Quel che serve veramente è ridare alla famiglia la centralità che le spetta per natura, e che le è riconosciuta dalla Costituzione. Volutamente non ho parlato dell’attacco portato in modo continuativo e sistematico all’istituto familiare negli ultimi decenni: un po’ perché è importante guardare in termini positivi al futuro, un po’ per non ripetere sempre le stesse lamentazioni. Mi limito però a ricordare:

5. Ci sono stati dei momenti nella nostra storia di italiani nei quali tutto sembrava perso, e pareva perduta anche la speranza. Sono stati momenti di lutto, di fame, di paura, con eserciti stranieri sul nostro territorio, e con i capi che erano scomparsi o si erano dati alla fuga: pensiamo al periodo conclusivo della Seconda guerra mondiale. In quei momenti il popolo italiano ha saputo prendere in mano il proprio destino e passare in pochi anni dalle macerie alla ricostruzione. È riuscito a farlo perché era un popolo sano, costituito da famiglie. Erano le famiglie dei nostri nonni, dai quali abbiamo tutti ascoltati i racconti del passaggio dalla disperazione a una prospettiva di luce, fondata sul lavoro, sulla fatica e sulla fiducia nel domani!
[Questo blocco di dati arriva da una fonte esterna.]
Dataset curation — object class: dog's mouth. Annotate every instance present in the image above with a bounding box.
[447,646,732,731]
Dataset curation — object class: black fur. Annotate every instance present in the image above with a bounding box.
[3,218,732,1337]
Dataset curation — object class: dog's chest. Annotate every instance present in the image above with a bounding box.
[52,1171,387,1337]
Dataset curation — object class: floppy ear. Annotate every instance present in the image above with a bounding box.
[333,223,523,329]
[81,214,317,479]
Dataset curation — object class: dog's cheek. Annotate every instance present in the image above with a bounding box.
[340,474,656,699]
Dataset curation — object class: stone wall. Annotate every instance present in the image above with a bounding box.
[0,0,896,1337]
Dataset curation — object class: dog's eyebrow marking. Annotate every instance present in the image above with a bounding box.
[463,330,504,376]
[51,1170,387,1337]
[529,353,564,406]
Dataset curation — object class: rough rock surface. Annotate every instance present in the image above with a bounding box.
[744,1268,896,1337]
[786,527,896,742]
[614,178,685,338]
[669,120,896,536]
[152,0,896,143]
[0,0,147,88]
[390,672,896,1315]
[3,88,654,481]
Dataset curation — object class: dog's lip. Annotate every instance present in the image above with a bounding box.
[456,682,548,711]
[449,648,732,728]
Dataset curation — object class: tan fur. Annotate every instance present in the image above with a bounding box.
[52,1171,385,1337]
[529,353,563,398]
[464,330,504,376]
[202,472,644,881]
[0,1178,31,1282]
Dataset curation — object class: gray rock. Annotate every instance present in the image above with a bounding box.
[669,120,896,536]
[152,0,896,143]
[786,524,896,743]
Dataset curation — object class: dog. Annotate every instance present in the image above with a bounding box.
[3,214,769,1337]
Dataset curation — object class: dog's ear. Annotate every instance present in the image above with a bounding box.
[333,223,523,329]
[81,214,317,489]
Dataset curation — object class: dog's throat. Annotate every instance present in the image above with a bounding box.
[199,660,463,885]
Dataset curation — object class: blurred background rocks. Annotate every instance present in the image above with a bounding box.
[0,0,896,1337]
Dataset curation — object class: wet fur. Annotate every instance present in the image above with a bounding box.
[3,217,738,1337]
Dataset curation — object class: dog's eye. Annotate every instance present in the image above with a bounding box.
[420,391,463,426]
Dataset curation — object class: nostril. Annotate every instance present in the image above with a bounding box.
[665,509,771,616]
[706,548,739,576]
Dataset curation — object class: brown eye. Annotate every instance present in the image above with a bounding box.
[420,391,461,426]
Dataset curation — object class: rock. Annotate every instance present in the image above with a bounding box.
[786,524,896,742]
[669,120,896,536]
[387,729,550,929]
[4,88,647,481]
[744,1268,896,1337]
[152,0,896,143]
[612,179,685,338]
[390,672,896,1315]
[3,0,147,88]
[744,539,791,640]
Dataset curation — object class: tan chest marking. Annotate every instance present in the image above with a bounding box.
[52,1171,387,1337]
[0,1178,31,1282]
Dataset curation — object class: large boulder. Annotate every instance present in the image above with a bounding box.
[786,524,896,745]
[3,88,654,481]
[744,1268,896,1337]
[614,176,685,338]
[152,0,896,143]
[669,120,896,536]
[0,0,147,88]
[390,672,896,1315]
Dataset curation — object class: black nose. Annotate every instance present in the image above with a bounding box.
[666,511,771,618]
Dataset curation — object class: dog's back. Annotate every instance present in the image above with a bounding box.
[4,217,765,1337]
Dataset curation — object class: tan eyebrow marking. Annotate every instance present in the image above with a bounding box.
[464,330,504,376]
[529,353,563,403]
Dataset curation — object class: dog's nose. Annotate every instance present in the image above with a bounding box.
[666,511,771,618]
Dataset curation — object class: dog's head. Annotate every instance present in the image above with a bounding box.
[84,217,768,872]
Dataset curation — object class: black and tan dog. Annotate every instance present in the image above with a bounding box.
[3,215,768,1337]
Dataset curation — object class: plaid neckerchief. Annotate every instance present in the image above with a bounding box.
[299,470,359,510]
È perché venivano da famiglie sane che quelle donne e quegli uomini si sono rimboccate le maniche e hanno costruito nuovamente abitazioni, luoghi di lavoro, chiese, comunità, senza avere grandi mezzi a disposizione; perché erano anni in cui, come cantava il ragazzo della via Gluck, per lavarsi bisognava scendere “giù nel cortile”. Quella rete si è strappata, oggi è più precaria, ma non è scomparsa, come si è visto nel tempo della pandemia, dove è grazie a essa che il sistema ha potuto reggere: è fatta di quelle madri e di quei padri che ogni mattina accompagnano i figli a scuola, si recano al lavoro, lottano contro l’oppressione fiscale e affrontano ogni tipo di burocrazia, sopportano tutto e vanno avanti lo stesso.

E fanno andare avanti un’Italia che sta in piedi solo perché ci sono loro. Queste famiglie non ambiscono a essere surrogate; desiderano non essere ostacolate, e magari essere incoraggiate, soprattutto nelle scelte di investimento nel futuro. Non chiedono nulla più che condividere in concreto la speranza di un domani per il nostro popolo.